Bu sistemi bu başarıyı yakalamasında Hükümetimize, Bakanlarımıza ve sistemin kalbinde bulunan Pof Dr. Aziz Akgül teşekkür ediyoruz. Kadınlarımız yakalarında taşıdıkları rozetleri cansız bir nesne olmaktan çıkardılar. O rozetlerin vücut bulmasını sağlayıp ‘Damlaya damlaya göl olur.’dediler. Bu projede başarılı olabileceklerine önce kendilerini ve sonra da bizleri inandırdılar. 500 TL insan hayatında değer arz etmeyen bir meblağ gibi gözüküyor olabilir ama yeter ki biz sabırlı olalım, şükredelim. Zaten sonuçlarının ne kadar güzel yerlere gidebileceğini şu an hep birlikte yaşıyoruz. 500 TL’yi küçük bir meblağ olarak görebiliriz fakat bu 500 TL’yi önemsemeliyiz. Zaten bu salonda da bu küçük meblağı önemseyen kadınlarımız olduğunu biliyorum. El birliği ile ilimizin ve ilçemizin tüm dinamikleri ile, Devletimizin tüm kurumları ile birlikte sizlerin yüreğinizdeki o sevginin, o güzelliğin verdiği şevkle sizlerin ve ailelerinizin daha mutlu yarınlara ulaşabilmeniz için çalışıyoruz ve çalışmaya da devam edeceğiz. Hiç birimiz acı keder yaşamasın. Anne ve babalarımızın gözünden gözyaşı akmasın. Bu güzellikler içerisinde, birlik ve beraberlik içerisinde yaşamaya devam edelim. Hepimiz faniyiz ve elbette bir gün göçüp gideceğiz.
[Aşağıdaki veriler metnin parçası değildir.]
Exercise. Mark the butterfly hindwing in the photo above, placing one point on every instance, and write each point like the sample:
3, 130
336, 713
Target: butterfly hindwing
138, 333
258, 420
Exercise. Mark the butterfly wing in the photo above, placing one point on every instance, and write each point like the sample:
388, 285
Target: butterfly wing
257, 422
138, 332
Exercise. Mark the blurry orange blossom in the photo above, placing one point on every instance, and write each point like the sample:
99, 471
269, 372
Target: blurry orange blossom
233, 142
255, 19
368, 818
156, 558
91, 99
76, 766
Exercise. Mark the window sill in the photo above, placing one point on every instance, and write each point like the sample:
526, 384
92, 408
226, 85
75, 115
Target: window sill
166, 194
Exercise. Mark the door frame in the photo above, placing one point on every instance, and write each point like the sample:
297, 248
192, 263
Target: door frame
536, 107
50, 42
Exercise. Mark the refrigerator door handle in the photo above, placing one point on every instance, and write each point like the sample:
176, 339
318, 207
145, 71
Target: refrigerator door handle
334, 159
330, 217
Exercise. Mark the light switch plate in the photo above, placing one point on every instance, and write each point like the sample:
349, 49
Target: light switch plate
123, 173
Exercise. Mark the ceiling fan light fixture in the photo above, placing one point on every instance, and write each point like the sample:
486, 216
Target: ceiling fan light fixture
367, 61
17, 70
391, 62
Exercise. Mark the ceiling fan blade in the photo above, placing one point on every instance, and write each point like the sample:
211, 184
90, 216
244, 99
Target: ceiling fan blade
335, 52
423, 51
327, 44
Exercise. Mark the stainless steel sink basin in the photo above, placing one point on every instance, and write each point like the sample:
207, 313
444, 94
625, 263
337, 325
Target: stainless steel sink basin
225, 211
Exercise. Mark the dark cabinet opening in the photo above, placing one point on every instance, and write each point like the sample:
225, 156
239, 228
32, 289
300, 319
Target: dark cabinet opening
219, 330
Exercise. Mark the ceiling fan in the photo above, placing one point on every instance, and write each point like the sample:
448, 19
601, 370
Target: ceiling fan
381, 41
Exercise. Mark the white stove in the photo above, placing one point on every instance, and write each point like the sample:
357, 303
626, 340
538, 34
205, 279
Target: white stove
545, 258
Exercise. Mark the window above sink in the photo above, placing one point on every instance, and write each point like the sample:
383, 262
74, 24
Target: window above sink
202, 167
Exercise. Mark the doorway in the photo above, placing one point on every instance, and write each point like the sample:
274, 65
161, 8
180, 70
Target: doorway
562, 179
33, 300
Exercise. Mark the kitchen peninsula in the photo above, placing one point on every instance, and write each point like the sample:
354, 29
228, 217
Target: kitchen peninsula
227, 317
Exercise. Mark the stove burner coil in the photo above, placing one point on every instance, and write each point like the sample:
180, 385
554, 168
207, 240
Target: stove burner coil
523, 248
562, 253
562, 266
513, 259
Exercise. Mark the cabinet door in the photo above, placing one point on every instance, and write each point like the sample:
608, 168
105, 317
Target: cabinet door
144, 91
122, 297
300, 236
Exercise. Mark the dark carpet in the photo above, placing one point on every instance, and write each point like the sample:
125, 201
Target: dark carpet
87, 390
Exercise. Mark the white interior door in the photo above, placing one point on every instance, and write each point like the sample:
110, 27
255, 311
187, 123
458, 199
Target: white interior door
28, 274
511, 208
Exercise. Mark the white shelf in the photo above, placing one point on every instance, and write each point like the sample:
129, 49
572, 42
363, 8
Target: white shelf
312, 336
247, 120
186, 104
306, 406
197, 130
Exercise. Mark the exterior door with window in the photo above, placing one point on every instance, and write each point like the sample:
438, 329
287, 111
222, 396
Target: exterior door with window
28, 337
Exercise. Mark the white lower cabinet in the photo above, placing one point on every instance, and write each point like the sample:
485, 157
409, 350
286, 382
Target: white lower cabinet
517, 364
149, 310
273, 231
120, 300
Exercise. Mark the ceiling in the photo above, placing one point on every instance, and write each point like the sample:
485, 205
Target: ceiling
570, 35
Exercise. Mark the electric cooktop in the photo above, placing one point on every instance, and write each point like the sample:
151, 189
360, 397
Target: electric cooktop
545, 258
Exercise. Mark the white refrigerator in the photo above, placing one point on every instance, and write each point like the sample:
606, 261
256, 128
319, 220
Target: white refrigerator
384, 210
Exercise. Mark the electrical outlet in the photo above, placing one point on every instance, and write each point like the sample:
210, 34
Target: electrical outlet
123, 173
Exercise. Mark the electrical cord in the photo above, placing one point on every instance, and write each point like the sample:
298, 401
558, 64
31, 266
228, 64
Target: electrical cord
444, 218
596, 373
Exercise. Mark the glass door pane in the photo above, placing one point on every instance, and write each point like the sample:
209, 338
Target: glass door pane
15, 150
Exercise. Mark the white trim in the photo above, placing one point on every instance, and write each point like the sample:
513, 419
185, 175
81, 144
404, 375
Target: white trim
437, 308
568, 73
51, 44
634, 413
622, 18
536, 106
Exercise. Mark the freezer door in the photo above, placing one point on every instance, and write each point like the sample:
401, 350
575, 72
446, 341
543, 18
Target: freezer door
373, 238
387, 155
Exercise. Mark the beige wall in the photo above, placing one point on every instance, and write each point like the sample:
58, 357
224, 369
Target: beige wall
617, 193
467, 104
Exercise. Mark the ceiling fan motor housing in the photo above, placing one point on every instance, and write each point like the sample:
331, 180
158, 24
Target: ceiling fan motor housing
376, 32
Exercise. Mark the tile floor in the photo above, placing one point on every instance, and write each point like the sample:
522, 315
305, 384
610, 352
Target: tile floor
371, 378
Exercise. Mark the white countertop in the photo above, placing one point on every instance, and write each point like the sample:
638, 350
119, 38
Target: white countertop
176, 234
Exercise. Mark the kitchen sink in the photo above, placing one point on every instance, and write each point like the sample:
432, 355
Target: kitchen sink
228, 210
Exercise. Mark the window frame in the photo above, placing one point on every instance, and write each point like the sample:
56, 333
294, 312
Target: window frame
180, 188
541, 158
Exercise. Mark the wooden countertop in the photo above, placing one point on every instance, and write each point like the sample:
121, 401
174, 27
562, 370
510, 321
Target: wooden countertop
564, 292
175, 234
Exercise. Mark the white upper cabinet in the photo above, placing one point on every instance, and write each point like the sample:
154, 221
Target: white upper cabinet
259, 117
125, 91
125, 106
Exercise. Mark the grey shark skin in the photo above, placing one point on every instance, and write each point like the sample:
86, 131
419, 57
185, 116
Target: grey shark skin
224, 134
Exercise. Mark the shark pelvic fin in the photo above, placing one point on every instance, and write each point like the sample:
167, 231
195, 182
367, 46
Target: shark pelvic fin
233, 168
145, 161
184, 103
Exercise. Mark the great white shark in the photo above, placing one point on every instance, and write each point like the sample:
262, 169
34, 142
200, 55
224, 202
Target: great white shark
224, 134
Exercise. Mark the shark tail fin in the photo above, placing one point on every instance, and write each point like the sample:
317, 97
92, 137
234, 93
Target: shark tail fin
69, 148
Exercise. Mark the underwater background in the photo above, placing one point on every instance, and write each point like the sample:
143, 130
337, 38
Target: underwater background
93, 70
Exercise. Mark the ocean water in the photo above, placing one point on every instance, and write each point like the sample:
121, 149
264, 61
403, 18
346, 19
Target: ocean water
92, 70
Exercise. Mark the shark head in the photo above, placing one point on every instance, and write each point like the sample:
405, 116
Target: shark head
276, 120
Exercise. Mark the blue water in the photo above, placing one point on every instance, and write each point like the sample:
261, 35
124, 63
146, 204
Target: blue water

Ama bu dünyada insanlığın mutluluğu için yaptığımız katkılar ve geleceğe yönelik hep birlikte oluşturduğumuz bu güzel davranışlar hepimiz için en güzel mirası olacaktır. Yaptıklarımızla ve yapacaklarımıza geleceğe gideceğiz. Geçmişte yaptığımız güzellikler, birliğimiz ve beraberliğimiz ile gelecekte anılacağız. Güzel işler yapan, alın teri döken, alın terinin karşılığını alan ve yüreğimizdeki sevgi ile birlik ve beraberlik içerisinde geleceğe yürüyeceğimiz günler nasip olsun. Biz insanlara güvenelim, insanları sevelim. Bu iyi niyetlerimizin karşılığını Filiz kardeşim gibi örneklerin çoğalması ile de mutlaka alacağız.
Törenin sona ermesinin ardından Vali Toprak, Bakan Yardımcısı Büyükkaya ve beraberindekiler önce Hilar Mağaralarını akabinde de kısa süre önce açılışı yapılan Eğil ilçesi’ndeki Peygamber Kabirlerini ziyaret ettiler.